Even though Midas did not meet any of the risk factors, Dr. Wong decided to send out a titer for lepto. Again, this test takes at least 3 to 5 days for results. In order to aggressively respond to Midas’s worsening condition Dr. Wong increased his IV fluids and started him on lasix – a diuretic to help him produce urine. The lasix was delivered via CRI (Constant Rate Infusion) meaning small doses of it were continuously administered. A urinary catheter was placed so his Patient Care team could monitor and quantify how much urine Midas was producing. Dr. Wong needed to make sure that the fluids coming out matched the amount of fluids going in. Producing the correct amount of urine would be a sign of recovery.
Midas spent several days in the hospital receiving this treatment along with antibiotics and daily recheck blood work. Finally his kidney levels began to mildly improve and he started producing adequate quantities of urine. This was cause for celebration! Midas was making his way slowly out of the woods. He continued to improve daily with his kidney values dropping significantly. At last he was able to go home with his grateful and loving family. He still needed to have fluids given subcutaneously once a day for two weeks as well as continue on antibiotics, but he was alive and well! The day after Midas went home, after 7 days of hospitalization, his lepto titer results came in. It was positive – somehow Midas had contracted leptospirosis!

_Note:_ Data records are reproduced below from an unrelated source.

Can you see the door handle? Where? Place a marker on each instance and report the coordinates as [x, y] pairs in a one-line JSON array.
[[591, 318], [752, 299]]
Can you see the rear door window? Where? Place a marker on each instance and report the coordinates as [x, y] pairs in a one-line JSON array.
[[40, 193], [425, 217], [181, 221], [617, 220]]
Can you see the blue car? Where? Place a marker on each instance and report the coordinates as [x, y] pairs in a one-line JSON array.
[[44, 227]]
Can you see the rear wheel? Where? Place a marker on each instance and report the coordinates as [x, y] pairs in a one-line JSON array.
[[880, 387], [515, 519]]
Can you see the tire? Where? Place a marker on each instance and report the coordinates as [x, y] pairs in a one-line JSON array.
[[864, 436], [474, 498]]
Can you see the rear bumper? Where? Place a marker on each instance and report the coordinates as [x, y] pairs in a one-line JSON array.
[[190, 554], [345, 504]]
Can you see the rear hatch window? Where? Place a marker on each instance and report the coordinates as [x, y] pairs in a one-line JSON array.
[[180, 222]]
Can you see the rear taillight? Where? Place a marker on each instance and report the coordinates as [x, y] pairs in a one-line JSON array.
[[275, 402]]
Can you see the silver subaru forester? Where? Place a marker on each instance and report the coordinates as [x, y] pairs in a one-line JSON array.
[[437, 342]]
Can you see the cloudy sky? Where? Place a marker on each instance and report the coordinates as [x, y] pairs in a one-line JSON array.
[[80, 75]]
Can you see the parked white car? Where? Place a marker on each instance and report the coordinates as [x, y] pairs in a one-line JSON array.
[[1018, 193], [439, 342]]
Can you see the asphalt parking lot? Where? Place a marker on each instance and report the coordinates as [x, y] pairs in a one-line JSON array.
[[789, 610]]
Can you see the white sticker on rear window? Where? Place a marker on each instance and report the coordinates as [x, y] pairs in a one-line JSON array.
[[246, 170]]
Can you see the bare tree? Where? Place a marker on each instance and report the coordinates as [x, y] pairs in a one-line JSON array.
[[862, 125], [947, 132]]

Midas’s mom was thankful for how transparent and present Dr. Wong and the rest of the staff were throughout the entire process. She also appreciated the daily medical and financial updates. More than ever she feels the importance of families making sure their pets are vaccinated – you just never know how or where they may contract a disease. In hindsight she also believes pet insurance would have been incredibly helpful. Thankfully, Midas’s family followed their instinct and acted quickly to get Midas the care he so desperately needed. Time was of the essence in this case and this, along with the superb medicine practiced by Dr. Wong and the BRVC team, helped save Midas’s life. These days he is back to 100%!